# 05 – Unsupervised Learning (Clustering)

Approach:
- KMeans with Elbow + Silhouette
- Hierarchical Agglomerative (dendrogram)
- Compare clusters vs target (purity, adjusted rand index).

In [None]:
import pandas as pd, numpy as np
from pathlib import Path
from sklearn.preprocessing import StandardScaler, OneHotEncoder
from sklearn.compose import ColumnTransformer
from sklearn.pipeline import Pipeline
from sklearn.impute import SimpleImputer
from sklearn.cluster import KMeans, AgglomerativeClustering
from sklearn.metrics import silhouette_score, adjusted_rand_score
import scipy.cluster.hierarchy as sch
import matplotlib.pyplot as plt

df = pd.read_csv(Path('../data/heart_disease.csv'))
target_col = 'target' if 'target' in df.columns else 'num'
y = df[target_col]
X = df.drop(columns=[target_col])
categorical = [c for c in X.columns if X[c].dtype=='object']
numeric = [c for c in X.columns if c not in categorical]

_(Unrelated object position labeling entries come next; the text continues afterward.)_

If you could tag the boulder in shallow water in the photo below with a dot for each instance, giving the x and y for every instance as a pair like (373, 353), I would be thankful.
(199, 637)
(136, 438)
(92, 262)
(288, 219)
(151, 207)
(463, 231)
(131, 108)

numeric_transformer = Pipeline([('imputer', SimpleImputer(strategy='median')), ('scaler', StandardScaler())])
categorical_transformer = Pipeline([('imputer', SimpleImputer(strategy='most_frequent')), ('ohe', OneHotEncoder(handle_unknown='ignore'))])
preprocessor = ColumnTransformer([('num', numeric_transformer, numeric), ('cat', categorical_transformer, categorical)])
X_enc = preprocessor.fit_transform(X)

# KMeans Elbow
inertias = []
K_range = range(2,11)
for k in K_range:
    km = KMeans(n_clusters=k, random_state=42, n_init=10) 
    km.fit(X_enc)
    inertias.append(km.inertia_)
plt.plot(list(K_range), inertias, marker='o'); plt.xlabel('k'); plt.ylabel('Inertia'); plt.title('KMeans Elbow'); plt.show()

## 1. Silhouette Scores

In [None]:
sil_scores = []
for k in K_range:
    km = KMeans(n_clusters=k, random_state=42, n_init=10).fit(X_enc)
    sil = silhouette_score(X_enc, km.labels_)
    sil_scores.append(sil)
plt.plot(list(K_range), sil_scores, marker='o'); plt.xlabel('k'); plt.ylabel('Silhouette'); plt.title('Silhouette vs k'); plt.show()

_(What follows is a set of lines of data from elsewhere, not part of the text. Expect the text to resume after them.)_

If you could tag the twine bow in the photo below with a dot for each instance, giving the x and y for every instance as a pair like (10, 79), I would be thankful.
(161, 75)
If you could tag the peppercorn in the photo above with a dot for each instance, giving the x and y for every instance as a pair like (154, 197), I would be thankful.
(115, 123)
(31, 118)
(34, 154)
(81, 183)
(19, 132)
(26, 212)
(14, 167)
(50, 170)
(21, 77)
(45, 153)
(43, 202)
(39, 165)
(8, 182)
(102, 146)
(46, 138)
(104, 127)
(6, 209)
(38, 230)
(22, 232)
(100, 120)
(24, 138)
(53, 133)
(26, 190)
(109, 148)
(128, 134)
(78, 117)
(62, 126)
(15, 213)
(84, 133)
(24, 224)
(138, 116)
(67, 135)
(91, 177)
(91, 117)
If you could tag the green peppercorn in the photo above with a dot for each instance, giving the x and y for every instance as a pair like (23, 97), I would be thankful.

## 2. Fit Chosen K & Compare to True Labels

In [None]:
best_k = 2  # often heart disease dataset approximates binary separation
kmeans = KMeans(n_clusters=best_k, random_state=42, n_init=10)
clusters = kmeans.fit_predict(X_enc)
from collections import Counter
Counter(clusters)
from sklearn.metrics import confusion_matrix
import numpy as np
cm = confusion_matrix(y, clusters)  # order may not align
cm

## 3. Adjusted Rand Index

In [None]:
ari = adjusted_rand_score(y, clusters)
ari

## 4. Hierarchical Clustering Dendrogram

In [None]:
# For dendrogram, sample to limit size if necessary
sample_idx = np.random.choice(range(X_enc.shape[0]), size=min(300, X_enc.shape[0]), replace=False)
X_sample = X_enc[sample_idx]
Z = sch.linkage(X_sample.todense() if hasattr(X_sample,'todense') else X_sample, method='ward')
plt.figure(figsize=(10,5))
sch.dendrogram(Z, truncate_mode='level', p=4) 
plt.title('Hierarchical Clustering Dendrogram (truncated)')
plt.show()

## Notes
- Clusters rarely align perfectly with diagnostic label; ARI quantifies agreement.
- Standardize features—mixtures of scales can dominate distance.
- Consider dimensionality reduction (PCA) before clustering to reduce noise.